This whole ‘mine’ and ‘ours’ pronoun business makes little if any sense, when you theologically get right down to it.

We do with everything—our possessions, our accomplishments, our relationships, and so on and so forth—what God would have us do with them.

We see everything as God would see them.

It’s not about making us great, again or otherwise.

It’s about making the great God all the more manifest in the world by who we are and what we do and say during our days, and about reconsidering, therefore, what it is to be great.

Of course, we still get to put our unique mark on matters.

We have individual flair, and gifts, and interests, and capacities.

In fact, we are all the more invited to delve deeper into who we are and who we understand God to be—key, if we want to represent God by sharing God in all that we are and do.

As for me and my house, we tend to think God loves a good Manhattan—for those who can drink it.

For those who can’t, God loves a mean spritzer with a twist or a homemade chocolate milk.

God loves homegrown carrots and trails woven through the woods.

God loves a good puzzle and fine art and Bach and Amos Lee and let’s be clear: God blesses Aretha and all who hear her.
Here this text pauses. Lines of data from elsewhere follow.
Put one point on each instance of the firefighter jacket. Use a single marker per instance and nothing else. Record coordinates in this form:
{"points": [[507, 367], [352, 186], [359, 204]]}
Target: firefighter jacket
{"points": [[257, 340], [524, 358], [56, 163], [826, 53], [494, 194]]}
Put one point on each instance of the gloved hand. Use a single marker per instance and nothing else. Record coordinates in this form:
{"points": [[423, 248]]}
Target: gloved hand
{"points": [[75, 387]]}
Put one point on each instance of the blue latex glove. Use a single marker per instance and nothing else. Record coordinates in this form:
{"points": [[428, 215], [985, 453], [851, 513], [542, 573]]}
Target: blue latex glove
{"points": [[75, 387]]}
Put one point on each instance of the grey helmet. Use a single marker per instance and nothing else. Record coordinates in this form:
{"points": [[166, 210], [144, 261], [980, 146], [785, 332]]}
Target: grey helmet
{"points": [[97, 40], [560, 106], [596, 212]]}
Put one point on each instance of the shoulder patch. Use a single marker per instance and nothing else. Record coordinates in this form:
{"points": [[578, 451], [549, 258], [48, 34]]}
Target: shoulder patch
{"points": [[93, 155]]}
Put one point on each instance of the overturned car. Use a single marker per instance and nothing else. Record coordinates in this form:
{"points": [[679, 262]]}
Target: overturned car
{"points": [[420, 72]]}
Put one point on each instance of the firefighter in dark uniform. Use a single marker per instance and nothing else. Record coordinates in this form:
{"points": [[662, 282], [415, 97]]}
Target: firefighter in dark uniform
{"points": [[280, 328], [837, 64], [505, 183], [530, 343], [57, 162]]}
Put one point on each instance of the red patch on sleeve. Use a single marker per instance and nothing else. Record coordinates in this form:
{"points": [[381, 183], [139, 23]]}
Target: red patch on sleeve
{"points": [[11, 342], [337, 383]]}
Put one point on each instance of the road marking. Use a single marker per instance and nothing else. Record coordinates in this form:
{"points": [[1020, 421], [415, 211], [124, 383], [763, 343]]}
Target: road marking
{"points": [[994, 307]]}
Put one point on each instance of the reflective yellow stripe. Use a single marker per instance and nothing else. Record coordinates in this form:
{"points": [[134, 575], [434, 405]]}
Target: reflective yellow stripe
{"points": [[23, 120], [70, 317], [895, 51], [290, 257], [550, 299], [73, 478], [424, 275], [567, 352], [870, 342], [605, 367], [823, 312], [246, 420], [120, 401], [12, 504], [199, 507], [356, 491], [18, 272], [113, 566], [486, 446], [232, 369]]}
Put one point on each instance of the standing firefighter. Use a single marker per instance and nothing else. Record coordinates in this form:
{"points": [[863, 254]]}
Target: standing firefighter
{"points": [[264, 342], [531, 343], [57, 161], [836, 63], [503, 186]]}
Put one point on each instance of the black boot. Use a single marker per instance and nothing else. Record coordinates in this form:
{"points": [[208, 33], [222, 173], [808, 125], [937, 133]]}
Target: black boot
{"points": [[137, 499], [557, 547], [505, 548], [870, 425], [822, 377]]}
God loves a simple bouquet picked from the yard, even if it’s adorned with blooms that some malign as a weed.

God loves Broadway.

God loves both a good debate and also peace, and God probably loves the Minnesota Twins more than any other baseball team, but that’s a point that can be quibbled I suppose.

God loves ordinary people, salt-of-the-earth people, artistic people, wise people, witty people, educated people, trained people, storytelling people, humble people, kind people, healthy people, equity between people: in short, God loves it when people are fully who they are most fully made and called to be, and who empower others to be that too.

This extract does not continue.